This repository contains the set of scripts I use for developing OONI in a monorepo like fashion. We obviously do not have a single repository and there are some advantages in this setup, including easier to grok history.

At the same time, it's quite advantageous to perform one-command operations such as testing the current ooni/probe-cli tree with the current ooni/probe-android or ooni/probe-desktop tree. Being able to do that allows us to co-develop for these products without passing through trial-and-error commit, push, pull request, publish artifacts, download and integrate processes.

✨✨✨ With probe-cli#1022, we merged the most relevant part of this repository directly into probe-cli. As such, this repository is now deprecated and will soon be archived. From 2023-01-09 onwards, you should use probe-cli directly rather than using this repository.

Local setup

The ./tools/run script will automatically download the expected version of go under $HOME/sdk/go${version} and will transparently use it.

Also, if you're not a OONI developer, you need to do just once:

cp config/local.bash.example config/local.bash

to apply local configuration that disables private repositories.

Design

The tools directory contains the top-level tools that one should be running. I don't expect most of the scripts to change significantly over time. Most of them deal with performing parallel git operations across all repos, which is something that is already workking reasonably well for me. These are the git-related scripts:

  • checkout <branch>: checks out a branch in all repositories;
  • clean: runs git clean -dffx in all repositories;
  • commit <file>: commits with the commit message in file in all changed repos;
  • diff [--cached]: diffs all the repos with respect to the base branch;
  • info: emits workflow programming documentation on the stdout;
  • push: pushes the current branch to all repos;
  • reset: runs git reset --hard HEAD and checkouts the default branch in all repos;
  • status: shows the status of rach repo;
  • sync: must be run from the base branch and pulls from upstream;
  • vscode: convenience script to open a directory using vscode.

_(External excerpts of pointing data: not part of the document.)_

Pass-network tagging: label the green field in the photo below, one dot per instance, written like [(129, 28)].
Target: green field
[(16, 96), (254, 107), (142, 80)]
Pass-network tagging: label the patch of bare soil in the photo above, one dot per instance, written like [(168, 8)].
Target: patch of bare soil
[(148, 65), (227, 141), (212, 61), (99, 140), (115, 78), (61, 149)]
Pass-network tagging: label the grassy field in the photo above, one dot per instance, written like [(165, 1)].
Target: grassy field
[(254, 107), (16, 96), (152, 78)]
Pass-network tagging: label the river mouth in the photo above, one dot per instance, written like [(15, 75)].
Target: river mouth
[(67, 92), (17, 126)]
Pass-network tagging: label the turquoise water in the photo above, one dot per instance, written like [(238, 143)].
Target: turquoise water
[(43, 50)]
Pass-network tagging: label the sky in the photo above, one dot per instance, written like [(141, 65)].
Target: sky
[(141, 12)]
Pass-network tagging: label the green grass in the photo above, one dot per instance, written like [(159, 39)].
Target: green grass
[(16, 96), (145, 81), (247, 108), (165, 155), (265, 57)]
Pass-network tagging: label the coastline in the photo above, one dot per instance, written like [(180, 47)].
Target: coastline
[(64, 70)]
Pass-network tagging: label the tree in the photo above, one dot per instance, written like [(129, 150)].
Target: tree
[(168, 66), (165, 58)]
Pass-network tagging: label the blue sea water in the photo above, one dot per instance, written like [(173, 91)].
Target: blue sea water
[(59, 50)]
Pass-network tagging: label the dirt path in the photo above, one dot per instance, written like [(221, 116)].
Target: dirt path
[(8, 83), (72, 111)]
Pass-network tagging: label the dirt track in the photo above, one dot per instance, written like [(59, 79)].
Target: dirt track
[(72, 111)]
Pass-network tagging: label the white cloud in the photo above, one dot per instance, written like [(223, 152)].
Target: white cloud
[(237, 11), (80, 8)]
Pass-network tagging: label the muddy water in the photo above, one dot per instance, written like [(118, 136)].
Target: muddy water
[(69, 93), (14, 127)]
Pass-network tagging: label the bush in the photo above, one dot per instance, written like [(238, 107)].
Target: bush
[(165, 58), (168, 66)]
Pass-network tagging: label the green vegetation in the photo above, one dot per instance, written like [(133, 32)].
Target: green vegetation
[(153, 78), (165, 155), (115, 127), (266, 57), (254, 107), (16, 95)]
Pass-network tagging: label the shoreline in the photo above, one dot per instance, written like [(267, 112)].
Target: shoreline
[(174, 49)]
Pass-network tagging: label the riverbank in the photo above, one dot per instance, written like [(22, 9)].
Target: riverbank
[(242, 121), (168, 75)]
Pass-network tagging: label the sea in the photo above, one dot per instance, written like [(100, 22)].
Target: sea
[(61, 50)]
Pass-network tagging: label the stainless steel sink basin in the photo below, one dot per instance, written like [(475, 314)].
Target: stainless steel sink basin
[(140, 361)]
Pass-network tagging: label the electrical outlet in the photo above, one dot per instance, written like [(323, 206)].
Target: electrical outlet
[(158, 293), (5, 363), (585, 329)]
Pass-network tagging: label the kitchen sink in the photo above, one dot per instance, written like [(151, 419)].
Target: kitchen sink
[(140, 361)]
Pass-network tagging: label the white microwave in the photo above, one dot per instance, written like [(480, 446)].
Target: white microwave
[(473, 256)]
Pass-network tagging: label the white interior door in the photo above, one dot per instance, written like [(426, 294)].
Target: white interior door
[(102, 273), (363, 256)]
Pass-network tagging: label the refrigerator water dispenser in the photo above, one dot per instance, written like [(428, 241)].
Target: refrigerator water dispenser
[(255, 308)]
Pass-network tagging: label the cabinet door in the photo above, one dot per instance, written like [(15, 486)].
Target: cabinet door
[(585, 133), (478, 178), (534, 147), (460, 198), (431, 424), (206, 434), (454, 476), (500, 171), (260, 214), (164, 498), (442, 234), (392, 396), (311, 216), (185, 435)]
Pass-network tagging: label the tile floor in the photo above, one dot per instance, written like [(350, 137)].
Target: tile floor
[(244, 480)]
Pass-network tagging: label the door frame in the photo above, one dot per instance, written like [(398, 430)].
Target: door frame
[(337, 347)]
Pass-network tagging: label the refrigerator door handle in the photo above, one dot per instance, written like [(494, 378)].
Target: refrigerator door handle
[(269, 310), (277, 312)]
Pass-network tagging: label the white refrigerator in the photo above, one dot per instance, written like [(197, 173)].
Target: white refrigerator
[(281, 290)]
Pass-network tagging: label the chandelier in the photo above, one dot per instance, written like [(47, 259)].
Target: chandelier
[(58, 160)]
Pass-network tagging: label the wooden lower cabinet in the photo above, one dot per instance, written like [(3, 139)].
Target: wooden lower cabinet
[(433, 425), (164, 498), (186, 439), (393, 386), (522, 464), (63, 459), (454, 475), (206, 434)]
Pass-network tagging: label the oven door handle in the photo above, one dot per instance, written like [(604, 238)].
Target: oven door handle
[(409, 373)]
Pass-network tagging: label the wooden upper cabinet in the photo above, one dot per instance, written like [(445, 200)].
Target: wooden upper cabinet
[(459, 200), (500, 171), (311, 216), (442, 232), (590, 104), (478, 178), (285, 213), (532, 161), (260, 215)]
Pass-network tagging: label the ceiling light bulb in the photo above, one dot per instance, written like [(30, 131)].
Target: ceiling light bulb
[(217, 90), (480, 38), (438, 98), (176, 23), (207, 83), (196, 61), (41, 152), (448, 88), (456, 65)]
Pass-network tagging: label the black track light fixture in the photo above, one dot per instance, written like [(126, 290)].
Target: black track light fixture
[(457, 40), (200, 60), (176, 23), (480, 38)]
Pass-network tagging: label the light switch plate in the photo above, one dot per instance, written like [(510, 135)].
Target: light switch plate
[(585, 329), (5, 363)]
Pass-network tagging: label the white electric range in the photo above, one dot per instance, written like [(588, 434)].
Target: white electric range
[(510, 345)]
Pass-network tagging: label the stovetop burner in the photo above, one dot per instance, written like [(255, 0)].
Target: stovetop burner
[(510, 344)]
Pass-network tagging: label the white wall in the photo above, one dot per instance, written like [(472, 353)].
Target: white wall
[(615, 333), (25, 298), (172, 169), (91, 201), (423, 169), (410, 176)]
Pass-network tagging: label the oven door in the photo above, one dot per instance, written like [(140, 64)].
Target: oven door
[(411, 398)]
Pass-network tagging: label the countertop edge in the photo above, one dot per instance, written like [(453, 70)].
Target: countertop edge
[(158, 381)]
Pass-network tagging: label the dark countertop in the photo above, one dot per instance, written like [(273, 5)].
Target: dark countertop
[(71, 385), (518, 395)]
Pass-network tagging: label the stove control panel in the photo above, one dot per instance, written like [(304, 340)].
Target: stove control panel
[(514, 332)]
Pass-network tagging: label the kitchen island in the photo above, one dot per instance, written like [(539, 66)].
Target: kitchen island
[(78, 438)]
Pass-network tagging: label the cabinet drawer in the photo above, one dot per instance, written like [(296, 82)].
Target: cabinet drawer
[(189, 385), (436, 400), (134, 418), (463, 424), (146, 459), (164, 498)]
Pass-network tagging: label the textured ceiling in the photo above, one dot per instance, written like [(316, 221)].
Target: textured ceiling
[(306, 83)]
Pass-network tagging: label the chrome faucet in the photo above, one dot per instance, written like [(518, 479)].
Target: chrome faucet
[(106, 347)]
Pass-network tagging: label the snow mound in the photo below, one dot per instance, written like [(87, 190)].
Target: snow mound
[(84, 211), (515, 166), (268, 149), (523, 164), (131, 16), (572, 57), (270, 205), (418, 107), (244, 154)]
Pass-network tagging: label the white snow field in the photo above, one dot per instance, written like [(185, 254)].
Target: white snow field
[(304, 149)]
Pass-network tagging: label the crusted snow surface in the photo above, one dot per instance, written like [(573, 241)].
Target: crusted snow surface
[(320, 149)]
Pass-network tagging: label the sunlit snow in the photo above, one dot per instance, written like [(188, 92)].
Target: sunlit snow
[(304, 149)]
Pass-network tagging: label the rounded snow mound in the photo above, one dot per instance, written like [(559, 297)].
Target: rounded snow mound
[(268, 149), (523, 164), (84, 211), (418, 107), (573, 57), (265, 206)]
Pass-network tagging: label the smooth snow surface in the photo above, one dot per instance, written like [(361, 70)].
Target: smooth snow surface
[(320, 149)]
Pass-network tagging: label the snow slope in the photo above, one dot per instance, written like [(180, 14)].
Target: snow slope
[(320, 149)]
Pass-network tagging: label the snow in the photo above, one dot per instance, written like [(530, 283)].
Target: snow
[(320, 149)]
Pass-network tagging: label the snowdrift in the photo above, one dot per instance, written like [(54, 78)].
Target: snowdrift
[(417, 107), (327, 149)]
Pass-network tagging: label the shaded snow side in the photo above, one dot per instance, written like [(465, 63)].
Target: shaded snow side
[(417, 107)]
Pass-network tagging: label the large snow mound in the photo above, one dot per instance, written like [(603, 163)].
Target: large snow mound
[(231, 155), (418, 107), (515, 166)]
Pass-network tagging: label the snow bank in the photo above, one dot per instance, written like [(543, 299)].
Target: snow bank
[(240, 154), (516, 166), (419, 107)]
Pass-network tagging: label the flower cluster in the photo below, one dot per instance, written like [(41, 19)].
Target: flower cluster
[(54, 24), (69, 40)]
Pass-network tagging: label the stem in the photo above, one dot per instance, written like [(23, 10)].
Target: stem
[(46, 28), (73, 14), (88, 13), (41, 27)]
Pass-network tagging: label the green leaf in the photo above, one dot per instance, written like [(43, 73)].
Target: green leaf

The base branch is forced to be main in each repository. The development workflow is roughly the following:

  1. you start from a clean tree;
  2. you sync;
  3. you checkout issue/xxx to work on an issue;
  4. you diff to see the changes;
  5. you use run (more on this below) to test the changes;
  6. you commit across all the repos;
  7. you push across all repos and (manually for now) open pull requests;
  8. you eventually merge all pull requests;
  9. you reset back to a clean tree.

To run a development or release workflow, you use the ./tools/run command. Invoked without arguments, it prints its usage plus the names of the available workflows.

If you pass ./tools/run the name of a workflow, it will run it.

A workflow is a workflow.yml file in a subdirectory of tools/run.d. The name of the subdirectory is the name of the workflow. So, for example, the hello-world workflow is the ./tools/run.d/hello-world/workflow.yml file.

To read more about developing workflows, you should consult the documentation emitted by the ./tools/info command.

Experimental code

Code inside the x directory is experimental.